Working on 2d Splines

2d splines, complete case analysis Simple model fitted to complete case analysis (any row with missing data deleted)

rstan on nix(rix)

So I’m trying to fit splines using stan. That’s easy enough except of course these days I’m using nix(rix) for dependency control which made installation a faff. Hopefully this will mean something one day, I had to run

nix-prefetch-url --unpack https://github.com/stan-dev/cmdstanr/archive/refs/tags/v0.9.0.tar.gz

to get the sha256 so that I could bash install cmdstan under nix.

Data on dvc

The other change is that I’ve finally got round to updating some of the data I needed (I’m using dvc as well so hopefully much easier going forward). This even includes running a few test queries against the published RCGB results so that I can check the database is correctly loaded and matches the DfT published results.

Splines

So now I actually get to do the interesting stuff. To cut a long story short, I’m trying to model the crash count (eventually it will be the rate) based on a model which among other things includes a 2d spline for driver age and vehicle age.

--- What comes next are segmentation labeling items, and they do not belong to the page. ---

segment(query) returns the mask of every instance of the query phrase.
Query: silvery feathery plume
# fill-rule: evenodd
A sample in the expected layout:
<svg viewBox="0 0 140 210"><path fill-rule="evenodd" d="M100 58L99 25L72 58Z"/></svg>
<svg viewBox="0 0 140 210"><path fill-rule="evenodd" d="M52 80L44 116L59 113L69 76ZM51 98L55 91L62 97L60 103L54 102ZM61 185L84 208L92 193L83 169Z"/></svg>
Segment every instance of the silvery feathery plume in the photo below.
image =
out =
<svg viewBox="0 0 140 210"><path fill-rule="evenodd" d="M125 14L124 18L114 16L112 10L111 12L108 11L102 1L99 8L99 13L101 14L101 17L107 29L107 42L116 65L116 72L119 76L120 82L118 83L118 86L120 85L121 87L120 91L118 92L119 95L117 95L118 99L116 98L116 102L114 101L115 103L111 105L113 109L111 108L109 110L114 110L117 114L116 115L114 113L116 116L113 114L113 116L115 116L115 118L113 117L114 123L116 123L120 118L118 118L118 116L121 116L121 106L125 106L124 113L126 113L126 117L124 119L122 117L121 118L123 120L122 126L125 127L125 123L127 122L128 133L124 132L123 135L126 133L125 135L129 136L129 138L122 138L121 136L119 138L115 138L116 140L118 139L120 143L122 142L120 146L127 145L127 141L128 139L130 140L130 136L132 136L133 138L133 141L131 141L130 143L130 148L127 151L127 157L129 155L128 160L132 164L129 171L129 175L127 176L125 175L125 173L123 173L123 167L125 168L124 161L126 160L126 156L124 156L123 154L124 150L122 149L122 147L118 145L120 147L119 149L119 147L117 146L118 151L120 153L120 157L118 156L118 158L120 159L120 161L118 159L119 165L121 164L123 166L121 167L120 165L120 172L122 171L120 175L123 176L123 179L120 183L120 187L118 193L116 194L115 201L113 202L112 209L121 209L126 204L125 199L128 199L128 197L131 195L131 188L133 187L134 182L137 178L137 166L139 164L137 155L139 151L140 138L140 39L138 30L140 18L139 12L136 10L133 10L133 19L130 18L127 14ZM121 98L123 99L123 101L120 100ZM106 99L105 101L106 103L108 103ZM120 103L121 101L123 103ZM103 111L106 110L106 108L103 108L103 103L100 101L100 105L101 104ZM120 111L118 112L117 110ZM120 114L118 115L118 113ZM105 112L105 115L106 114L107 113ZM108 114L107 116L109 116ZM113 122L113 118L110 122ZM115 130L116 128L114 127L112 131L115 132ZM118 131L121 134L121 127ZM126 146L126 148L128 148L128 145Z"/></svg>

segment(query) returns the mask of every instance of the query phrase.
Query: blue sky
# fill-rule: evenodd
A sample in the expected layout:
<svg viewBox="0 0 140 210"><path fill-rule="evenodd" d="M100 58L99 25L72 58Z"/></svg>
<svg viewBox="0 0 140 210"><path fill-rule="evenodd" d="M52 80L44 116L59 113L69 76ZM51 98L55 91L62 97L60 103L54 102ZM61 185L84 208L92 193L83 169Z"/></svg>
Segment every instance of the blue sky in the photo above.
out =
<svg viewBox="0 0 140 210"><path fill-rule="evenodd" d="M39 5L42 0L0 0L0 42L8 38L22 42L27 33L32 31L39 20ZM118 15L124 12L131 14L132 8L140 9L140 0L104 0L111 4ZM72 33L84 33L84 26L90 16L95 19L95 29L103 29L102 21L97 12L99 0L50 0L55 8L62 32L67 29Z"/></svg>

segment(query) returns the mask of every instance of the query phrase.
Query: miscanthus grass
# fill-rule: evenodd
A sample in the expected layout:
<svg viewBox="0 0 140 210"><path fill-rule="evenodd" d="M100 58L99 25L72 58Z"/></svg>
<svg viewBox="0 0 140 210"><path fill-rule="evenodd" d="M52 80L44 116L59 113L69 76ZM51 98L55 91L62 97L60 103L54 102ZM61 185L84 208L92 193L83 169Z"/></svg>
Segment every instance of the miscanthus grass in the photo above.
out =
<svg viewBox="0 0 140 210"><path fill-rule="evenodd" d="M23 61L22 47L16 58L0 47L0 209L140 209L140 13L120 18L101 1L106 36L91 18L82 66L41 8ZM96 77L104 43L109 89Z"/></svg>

The basic model is something like

[ y_i = Poisson(\mbox{offset_i} \lambda_i) ]

And we have that [ \log(\lambda_i) = \alpha + \boldsymbol{B}_i \boldsymbol{\beta} ]

Now, we first have to address a database neatness thing. When I query the database, it only returns rows where this is a non-zero count. I could probably fix this by a query amendment, but I went with this instead:

grid <- expand_grid(
  age = 17:99,
  age_of_vehicle    = 0:96
)

df <- grid %>%
   left_join(drivers, by = c("age","age_of_vehicle")) %>%
   mutate(y = coalesce(y, 0L)) %>%
   mutate(y = as.numeric(y))

So I create a grid of all possible values of age and age_of_vehicle, and then left join the non-zero values obtained from the database, and fill the blanks with 0. It is important to note that, according to stats19 there were injury collisions involving vehicles up to 96 years old. Nevertheless, from 2015 to 2024 I have about 35 collisions involving cars 30 years or older (out of slightly over 28,000 collisions. In other words, we’re talking about around 0.125% of crashes with car_age > 30 which is sparse and this is going to be a nuisance for a 2d spline.

Cap the age of cars

One idea is to cap the age of cars at 30 (or maybe slightly lower) and have a binary indicator for cars over 30.

df_tc <- df %>%
  mutate(x2_clip = pmin(x2, 30L), over30 = as.integer(x2 > 30L))
sm <- twod_spline(dat_tc %>% rename(x2 = x2_clip), k1 = 10, k2 = 8)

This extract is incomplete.